Monday, June 27, 2005

Crying women

In college, Chris, Ajay, and Phil had a club called FLEE. It may have stood for something, but I don't remember if it did. This club bonded them together at its inception as sophomore males who took the opportunity to flee situations where women were overly emotional, especially when they were crying. By the middle of our junior year, Chris and Ajay had learned a thing or two by living with me and my depression. They learned to stay instead of flee. One day I started talking to them and crying, a normal occurrence, and they both just listened and nodded their heads. Then Ajay bravely slung his arm over my shoulder. At that moment Chris and I caught each others' eyes and started giggling. It was a preposterous moment. How could the founder of FLEE have become such a good listener? It was beautiful and hilarious.

It took Phil several years of marriage to really get good and responding to the cry. He gave up fleeing long ago. Here are the rules: 1. Be like Amy Hudkins. That means: Just listen quietly. 2. Don't try to problem solve unless advice is solicited. 3. Tell me everything is going to be okay. 4. At the beginning of the crying, don't try to make me laugh. Phil handles general crying like a pro. General crying is when you are crying over something other than your partner. He can see that I am being irrational and that I will move past it soon enough. I admit that I am being a little nutso.

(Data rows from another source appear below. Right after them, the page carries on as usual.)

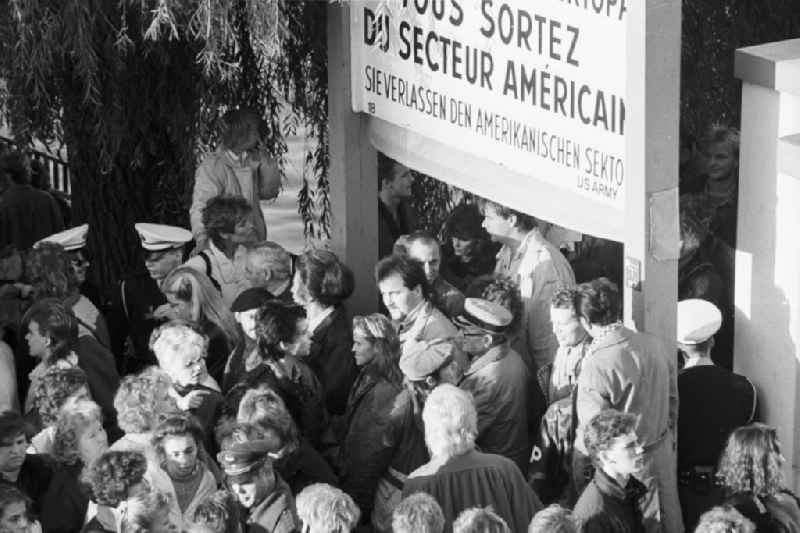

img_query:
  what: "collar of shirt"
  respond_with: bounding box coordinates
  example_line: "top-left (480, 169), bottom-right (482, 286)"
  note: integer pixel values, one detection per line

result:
top-left (308, 306), bottom-right (336, 333)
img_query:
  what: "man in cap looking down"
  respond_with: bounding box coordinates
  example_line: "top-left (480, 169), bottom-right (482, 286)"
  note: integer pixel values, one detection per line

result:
top-left (375, 255), bottom-right (457, 354)
top-left (217, 439), bottom-right (300, 533)
top-left (456, 298), bottom-right (530, 472)
top-left (677, 299), bottom-right (756, 530)
top-left (108, 222), bottom-right (192, 374)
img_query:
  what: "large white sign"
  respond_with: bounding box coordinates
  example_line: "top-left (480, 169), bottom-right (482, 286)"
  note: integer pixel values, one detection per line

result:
top-left (350, 0), bottom-right (627, 216)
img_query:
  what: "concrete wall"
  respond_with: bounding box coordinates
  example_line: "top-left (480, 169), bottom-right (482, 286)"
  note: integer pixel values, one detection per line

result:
top-left (734, 39), bottom-right (800, 491)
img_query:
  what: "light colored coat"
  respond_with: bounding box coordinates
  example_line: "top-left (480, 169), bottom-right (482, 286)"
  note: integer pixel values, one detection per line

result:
top-left (575, 327), bottom-right (683, 533)
top-left (495, 229), bottom-right (575, 370)
top-left (189, 150), bottom-right (281, 243)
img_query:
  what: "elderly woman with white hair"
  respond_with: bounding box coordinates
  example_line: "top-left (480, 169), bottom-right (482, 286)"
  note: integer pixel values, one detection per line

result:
top-left (403, 384), bottom-right (542, 531)
top-left (295, 483), bottom-right (361, 533)
top-left (150, 319), bottom-right (222, 444)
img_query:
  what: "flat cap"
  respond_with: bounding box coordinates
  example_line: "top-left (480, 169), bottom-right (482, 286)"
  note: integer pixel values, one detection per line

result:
top-left (231, 287), bottom-right (275, 313)
top-left (678, 298), bottom-right (722, 344)
top-left (455, 298), bottom-right (514, 333)
top-left (33, 224), bottom-right (89, 252)
top-left (133, 222), bottom-right (192, 252)
top-left (400, 339), bottom-right (455, 381)
top-left (217, 439), bottom-right (278, 482)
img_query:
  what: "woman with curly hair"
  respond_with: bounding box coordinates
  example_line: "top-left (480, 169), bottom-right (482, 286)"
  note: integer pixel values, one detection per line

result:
top-left (23, 298), bottom-right (119, 430)
top-left (146, 414), bottom-right (222, 530)
top-left (119, 492), bottom-right (174, 533)
top-left (25, 242), bottom-right (111, 348)
top-left (41, 400), bottom-right (108, 533)
top-left (110, 366), bottom-right (180, 455)
top-left (81, 451), bottom-right (148, 533)
top-left (228, 300), bottom-right (328, 446)
top-left (717, 423), bottom-right (800, 533)
top-left (292, 250), bottom-right (357, 415)
top-left (237, 385), bottom-right (337, 494)
top-left (338, 313), bottom-right (403, 523)
top-left (29, 366), bottom-right (92, 454)
top-left (158, 266), bottom-right (243, 383)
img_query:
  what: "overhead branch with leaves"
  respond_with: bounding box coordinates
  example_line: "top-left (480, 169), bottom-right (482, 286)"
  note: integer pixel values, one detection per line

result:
top-left (0, 0), bottom-right (328, 294)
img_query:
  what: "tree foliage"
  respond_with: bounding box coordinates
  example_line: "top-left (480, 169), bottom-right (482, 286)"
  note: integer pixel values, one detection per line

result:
top-left (681, 0), bottom-right (800, 136)
top-left (0, 0), bottom-right (328, 294)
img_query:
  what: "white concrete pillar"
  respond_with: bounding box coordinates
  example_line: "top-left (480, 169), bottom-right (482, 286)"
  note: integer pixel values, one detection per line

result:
top-left (734, 39), bottom-right (800, 491)
top-left (328, 2), bottom-right (378, 314)
top-left (624, 0), bottom-right (681, 342)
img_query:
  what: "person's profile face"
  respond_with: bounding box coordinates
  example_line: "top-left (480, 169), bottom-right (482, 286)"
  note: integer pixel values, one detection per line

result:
top-left (162, 435), bottom-right (198, 476)
top-left (550, 307), bottom-right (586, 346)
top-left (387, 163), bottom-right (414, 198)
top-left (408, 241), bottom-right (442, 283)
top-left (25, 320), bottom-right (50, 359)
top-left (0, 433), bottom-right (28, 472)
top-left (600, 431), bottom-right (644, 475)
top-left (706, 143), bottom-right (738, 180)
top-left (234, 308), bottom-right (258, 340)
top-left (0, 501), bottom-right (31, 533)
top-left (378, 274), bottom-right (422, 320)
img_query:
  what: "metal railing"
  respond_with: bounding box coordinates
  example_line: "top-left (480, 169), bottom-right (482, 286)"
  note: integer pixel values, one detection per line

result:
top-left (0, 136), bottom-right (72, 195)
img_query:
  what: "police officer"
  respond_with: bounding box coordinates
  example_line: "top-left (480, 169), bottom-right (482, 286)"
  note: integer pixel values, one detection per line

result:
top-left (108, 223), bottom-right (192, 374)
top-left (217, 440), bottom-right (300, 533)
top-left (678, 299), bottom-right (756, 531)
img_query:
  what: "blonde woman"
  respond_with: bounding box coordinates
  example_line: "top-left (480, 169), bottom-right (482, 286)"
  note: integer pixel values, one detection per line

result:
top-left (338, 313), bottom-right (403, 521)
top-left (40, 400), bottom-right (108, 533)
top-left (717, 423), bottom-right (800, 531)
top-left (403, 384), bottom-right (542, 531)
top-left (156, 266), bottom-right (242, 383)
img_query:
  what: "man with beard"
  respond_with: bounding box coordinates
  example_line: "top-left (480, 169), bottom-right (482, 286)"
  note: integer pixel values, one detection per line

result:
top-left (108, 222), bottom-right (192, 374)
top-left (375, 255), bottom-right (457, 354)
top-left (378, 153), bottom-right (417, 258)
top-left (406, 231), bottom-right (464, 319)
top-left (217, 439), bottom-right (300, 533)
top-left (0, 411), bottom-right (53, 513)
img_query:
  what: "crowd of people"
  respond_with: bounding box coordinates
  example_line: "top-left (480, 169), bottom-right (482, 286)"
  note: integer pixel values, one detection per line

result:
top-left (0, 110), bottom-right (800, 533)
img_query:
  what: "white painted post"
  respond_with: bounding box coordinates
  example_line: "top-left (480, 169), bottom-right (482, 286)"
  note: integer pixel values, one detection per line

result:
top-left (733, 39), bottom-right (800, 491)
top-left (624, 0), bottom-right (681, 342)
top-left (328, 2), bottom-right (378, 314)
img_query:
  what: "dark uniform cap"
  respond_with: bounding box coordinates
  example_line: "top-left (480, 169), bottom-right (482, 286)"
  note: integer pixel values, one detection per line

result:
top-left (400, 339), bottom-right (455, 381)
top-left (217, 439), bottom-right (278, 483)
top-left (454, 298), bottom-right (514, 333)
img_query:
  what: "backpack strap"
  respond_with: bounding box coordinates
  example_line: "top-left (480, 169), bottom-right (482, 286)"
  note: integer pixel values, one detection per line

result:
top-left (197, 250), bottom-right (222, 292)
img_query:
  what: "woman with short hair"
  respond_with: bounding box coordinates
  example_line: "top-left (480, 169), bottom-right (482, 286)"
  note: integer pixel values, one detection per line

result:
top-left (295, 483), bottom-right (361, 533)
top-left (152, 414), bottom-right (221, 530)
top-left (41, 400), bottom-right (108, 533)
top-left (717, 423), bottom-right (800, 532)
top-left (292, 250), bottom-right (356, 415)
top-left (403, 384), bottom-right (542, 531)
top-left (161, 266), bottom-right (242, 383)
top-left (338, 313), bottom-right (403, 522)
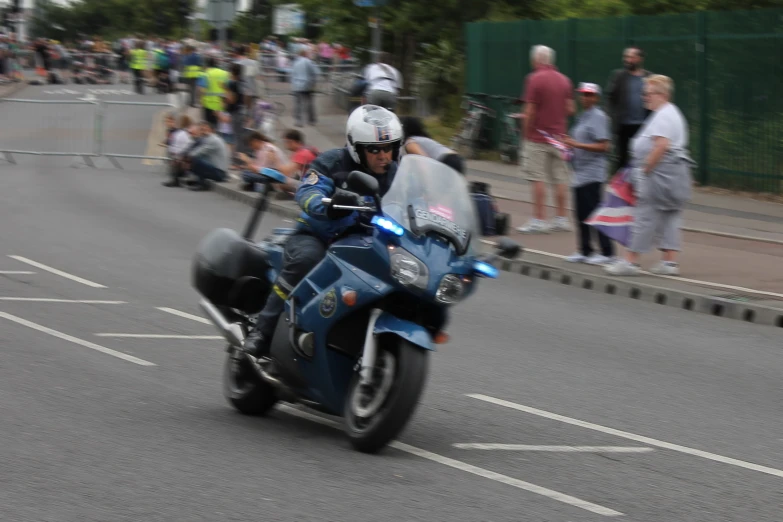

But what are a girl and boy to do when there is more to it? Today I blew up at Phil over a juice box. A Welch's Fruit Punch juice box. I was wrong. I yelled and then cried. I felt like a crazy person and I was acting like a crazy person. I screwed up.

Yet, I think there was a tiny grain of rational thought in what I was saying (yelling) and some reasonable emotion in what I was feeling (blubbering). How is a woman to get her feelings and rational points across when she is a screaming banshee? When I lose it with Phil, he shuts down. He is probably right to do so. Then all is lost. I am a maniac, he is spinning and needs some ice cream from the carton to calm himself, and we get nowhere.

I need to calm down. I need to speak up more often. I need to avoid the volcano and the downpour and keep the emotion. I need to share it in an honest way. Please, Lord, help me to do this.